Breakfast at the Bar Raval

Yesterday afternoon, the patio of our favourite local restaurant bar was taken out by a three-car accident at the corner of College Street and Palmerston Avenue in Little Italy. Fortunately, no one was killed. The patio was demolished, and the front window cracked, but the distinctive mahogany decor of what aims to be Toronto’s most iconic bar was undamaged. It had to close for the rest of the day, and the architects were brought in to assess the situation. According to co-owner Grant van Gameren, interviewed on the radio this morning, the decor is intact.

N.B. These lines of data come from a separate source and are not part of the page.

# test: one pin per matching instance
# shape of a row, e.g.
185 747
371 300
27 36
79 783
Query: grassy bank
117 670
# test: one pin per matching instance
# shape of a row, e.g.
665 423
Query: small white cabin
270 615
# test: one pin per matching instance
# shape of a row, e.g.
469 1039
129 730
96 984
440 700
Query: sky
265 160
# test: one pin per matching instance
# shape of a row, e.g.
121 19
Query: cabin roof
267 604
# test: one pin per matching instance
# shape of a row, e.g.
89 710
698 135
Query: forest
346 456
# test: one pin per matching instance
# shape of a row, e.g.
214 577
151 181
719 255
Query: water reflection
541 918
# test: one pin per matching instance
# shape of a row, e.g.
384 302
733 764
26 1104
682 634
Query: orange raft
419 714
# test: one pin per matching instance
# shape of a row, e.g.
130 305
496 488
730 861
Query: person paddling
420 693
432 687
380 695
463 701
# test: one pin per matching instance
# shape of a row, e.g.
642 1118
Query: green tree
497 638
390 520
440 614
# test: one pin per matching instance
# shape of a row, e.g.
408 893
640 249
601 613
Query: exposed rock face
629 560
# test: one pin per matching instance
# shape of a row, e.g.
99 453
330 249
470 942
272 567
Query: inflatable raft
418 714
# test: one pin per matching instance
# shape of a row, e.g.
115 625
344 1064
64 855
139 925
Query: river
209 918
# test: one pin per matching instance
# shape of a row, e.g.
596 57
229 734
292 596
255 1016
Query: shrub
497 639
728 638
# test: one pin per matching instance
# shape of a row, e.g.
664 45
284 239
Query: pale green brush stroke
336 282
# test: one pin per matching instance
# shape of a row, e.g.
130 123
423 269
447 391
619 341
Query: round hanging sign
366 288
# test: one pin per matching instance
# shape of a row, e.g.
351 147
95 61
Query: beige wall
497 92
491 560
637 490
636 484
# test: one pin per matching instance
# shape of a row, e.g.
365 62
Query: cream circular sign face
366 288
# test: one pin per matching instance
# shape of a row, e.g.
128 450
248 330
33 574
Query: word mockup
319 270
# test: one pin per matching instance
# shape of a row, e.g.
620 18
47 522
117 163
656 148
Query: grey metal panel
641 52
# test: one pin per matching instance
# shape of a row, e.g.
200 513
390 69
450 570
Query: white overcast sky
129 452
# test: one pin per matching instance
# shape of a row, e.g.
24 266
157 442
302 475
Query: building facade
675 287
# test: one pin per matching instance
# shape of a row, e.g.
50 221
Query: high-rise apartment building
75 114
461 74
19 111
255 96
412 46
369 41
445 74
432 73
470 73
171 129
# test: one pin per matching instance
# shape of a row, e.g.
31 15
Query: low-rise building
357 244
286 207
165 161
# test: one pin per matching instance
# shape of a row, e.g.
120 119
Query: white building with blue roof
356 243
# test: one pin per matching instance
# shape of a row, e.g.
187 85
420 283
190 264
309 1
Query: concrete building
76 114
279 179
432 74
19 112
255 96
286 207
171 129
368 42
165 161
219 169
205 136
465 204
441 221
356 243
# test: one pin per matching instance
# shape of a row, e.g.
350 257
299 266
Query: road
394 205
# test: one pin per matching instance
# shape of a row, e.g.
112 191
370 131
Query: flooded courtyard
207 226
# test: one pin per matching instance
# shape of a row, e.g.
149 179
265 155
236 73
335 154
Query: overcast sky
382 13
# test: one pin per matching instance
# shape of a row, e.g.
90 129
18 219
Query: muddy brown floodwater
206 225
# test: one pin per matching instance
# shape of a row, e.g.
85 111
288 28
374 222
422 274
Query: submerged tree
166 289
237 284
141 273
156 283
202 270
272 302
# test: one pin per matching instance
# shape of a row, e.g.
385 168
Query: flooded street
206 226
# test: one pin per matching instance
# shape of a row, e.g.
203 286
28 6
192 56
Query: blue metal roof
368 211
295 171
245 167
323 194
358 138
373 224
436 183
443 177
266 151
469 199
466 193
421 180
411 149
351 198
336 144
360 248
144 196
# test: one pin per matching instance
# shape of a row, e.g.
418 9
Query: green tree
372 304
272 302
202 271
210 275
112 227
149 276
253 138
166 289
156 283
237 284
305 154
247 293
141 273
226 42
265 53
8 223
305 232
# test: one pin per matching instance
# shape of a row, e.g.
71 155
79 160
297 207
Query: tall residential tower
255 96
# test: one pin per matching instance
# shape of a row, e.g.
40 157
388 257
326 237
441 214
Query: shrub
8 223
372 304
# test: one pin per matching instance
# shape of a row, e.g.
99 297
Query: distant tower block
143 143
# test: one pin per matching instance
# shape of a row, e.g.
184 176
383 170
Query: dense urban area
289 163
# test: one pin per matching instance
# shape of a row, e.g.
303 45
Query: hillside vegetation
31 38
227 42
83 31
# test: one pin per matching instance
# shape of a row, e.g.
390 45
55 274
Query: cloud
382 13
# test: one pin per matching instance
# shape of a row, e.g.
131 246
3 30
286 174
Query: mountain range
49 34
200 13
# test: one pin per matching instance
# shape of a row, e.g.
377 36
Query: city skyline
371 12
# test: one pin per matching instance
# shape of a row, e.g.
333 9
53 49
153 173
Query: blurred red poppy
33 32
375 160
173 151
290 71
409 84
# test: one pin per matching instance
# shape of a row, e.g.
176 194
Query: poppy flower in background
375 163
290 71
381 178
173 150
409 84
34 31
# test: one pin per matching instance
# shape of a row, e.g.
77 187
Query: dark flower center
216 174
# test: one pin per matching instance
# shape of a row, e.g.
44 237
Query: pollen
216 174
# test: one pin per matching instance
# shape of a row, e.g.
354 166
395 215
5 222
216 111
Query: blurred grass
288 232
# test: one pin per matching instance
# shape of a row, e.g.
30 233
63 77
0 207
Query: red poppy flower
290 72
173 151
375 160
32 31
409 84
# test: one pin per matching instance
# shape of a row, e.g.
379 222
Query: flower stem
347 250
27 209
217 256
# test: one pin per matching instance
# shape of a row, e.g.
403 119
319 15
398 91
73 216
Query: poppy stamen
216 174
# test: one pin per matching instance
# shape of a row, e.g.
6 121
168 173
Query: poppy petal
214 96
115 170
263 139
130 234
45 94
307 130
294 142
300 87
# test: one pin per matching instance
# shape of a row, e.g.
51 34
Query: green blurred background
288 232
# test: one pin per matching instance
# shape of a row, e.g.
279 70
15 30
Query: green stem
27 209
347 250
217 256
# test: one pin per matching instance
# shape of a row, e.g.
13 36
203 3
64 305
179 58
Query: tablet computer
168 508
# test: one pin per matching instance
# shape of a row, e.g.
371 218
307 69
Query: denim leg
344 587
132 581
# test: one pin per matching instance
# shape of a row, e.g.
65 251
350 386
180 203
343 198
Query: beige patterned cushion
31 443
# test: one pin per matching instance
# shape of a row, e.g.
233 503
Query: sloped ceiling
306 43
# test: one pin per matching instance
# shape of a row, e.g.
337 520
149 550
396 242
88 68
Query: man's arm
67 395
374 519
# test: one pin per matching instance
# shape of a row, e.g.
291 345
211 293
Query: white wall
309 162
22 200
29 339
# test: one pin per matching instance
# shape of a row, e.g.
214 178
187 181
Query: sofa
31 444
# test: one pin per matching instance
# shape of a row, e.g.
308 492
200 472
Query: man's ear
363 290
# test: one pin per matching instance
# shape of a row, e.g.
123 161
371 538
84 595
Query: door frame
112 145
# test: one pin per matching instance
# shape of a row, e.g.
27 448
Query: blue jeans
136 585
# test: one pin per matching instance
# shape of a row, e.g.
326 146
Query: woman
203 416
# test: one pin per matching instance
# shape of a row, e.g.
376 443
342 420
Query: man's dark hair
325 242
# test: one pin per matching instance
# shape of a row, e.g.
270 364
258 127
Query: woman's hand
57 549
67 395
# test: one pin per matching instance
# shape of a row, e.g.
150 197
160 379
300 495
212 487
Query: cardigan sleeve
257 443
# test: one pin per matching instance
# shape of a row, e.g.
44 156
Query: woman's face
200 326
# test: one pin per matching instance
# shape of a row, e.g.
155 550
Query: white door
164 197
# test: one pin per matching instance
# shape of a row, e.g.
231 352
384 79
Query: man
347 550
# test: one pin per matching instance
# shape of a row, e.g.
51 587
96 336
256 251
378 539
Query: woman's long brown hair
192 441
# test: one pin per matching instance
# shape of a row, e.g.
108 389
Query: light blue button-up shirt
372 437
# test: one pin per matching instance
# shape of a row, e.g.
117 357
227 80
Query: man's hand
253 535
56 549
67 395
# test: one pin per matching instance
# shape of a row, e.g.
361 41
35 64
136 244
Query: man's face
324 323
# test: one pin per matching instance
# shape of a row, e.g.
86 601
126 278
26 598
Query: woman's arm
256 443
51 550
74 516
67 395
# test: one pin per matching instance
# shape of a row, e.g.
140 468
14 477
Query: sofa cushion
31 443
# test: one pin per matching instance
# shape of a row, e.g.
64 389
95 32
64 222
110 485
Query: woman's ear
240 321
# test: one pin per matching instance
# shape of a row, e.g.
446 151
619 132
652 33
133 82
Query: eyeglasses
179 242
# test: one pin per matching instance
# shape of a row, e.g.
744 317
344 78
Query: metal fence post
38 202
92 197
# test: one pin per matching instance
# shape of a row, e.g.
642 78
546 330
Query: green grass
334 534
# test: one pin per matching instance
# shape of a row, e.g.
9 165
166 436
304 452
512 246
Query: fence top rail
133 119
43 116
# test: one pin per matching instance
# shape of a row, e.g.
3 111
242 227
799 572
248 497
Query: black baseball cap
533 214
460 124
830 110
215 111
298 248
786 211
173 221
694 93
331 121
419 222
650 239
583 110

That’s great news.

At 8:00 a.m. today, the bar was back open, with the full menu and the same smart, smiling staff on hand to greet the early risers. I decided to join them to see for myself that all is well. It’s the first time I have actually been there for breakfast and I would heartily recommend it.

Since it opened a year ago, Bar Raval has won rave reviews, including Nº. 5 on “Canada’s ten best new restaurants” list, last fall, as determined by Air Canada’s enRoute magazine. The problem for older folks is that the place is very small (only 1980 square feet), takes no reservations, and is designed for “standing up” — eating from small plates and leaning against the sinuous wood bars and round barrel tables. There are stools available inside and chairs on the outside patio, but if it is crowded, standing is the norm. In the past, I have gone mid-morning or mid-afternoon and always managed to get a stool. Now, I have learned that morning breakfast is okay, too.

So, what’s so special about Bar Raval? The restaurant was designed as a “pintxo bar, a cornerstone of social and gastronomic culture in Basque Country.” It serves coffee, wine, beer and cocktails, baked goods, tapas and pintxos (see photo of menu, below), cured meats, cheeses, hams, various exotic seafoods that come as “canned specialities” or “preserved and marinated.” Smoked Mackerel? Galician Octopus? Razor Clams? Asparagus Salad? Mushroom Tower? The regular menu is available all day, from 8:00 a.m. to 2:00 a.m. For breakfast, I learned that they also offer Smoked Salmon in a croissant, Raisin and Rhubarb Scones, Polvorone (I will try that, next time) and various other baked goods. The food is served on small plates, expertly prepared, rich and totally satisfying.

And the decor is stupendous. Designed by Partisans Architects, it is “a 21st-century reinterpretation of Spanish Art Nouveau.” As the architects have noted on their website, “van Gameren charged us with an ambitious task: to create ‘an art piece’ that would become an enduring institution… the rippled — and rippling — surfaces encourage patrons to get comfortable, lean into their soft edges, and become a part of the woodwork. Raval’s molten quality fosters fluid circulation and close encounters, honouring the spirit of its Spanish pintxo counterparts.” The architects worked with fabrication partner MCM Inc. and software engineers at Masterdom “to innovate the milling process.” Using red mahogany from South Africa, the decor was designed to recall the work of Spanish-Catalan architect and designer, Antoni Gaudí. Created on a 3D computer, the creative team developed “customized toolpaths that would generate over 9km of engravings on 75 panels of wood.” Van Gameren told me last year that while the flat surfaces could be cut by machine, the curves had to be done by hand. As the owners and architects intended, “the result” is “a series of three-dimensional tattooed ‘limbs’ that enfold patrons in a warm mahogany embrace.” And, so they do. This is an iconic restaurant and bar on an iconic corner. Locals and visitors alike can thank co-owners Grant van Gameren, Mike Webster and Robin Goodfellow for creating a wonderful new destination in Toronto.

Now it will be up to Councillor Mike Layton and Toronto City Council to do something about the dangerous corner at Palmerston and College.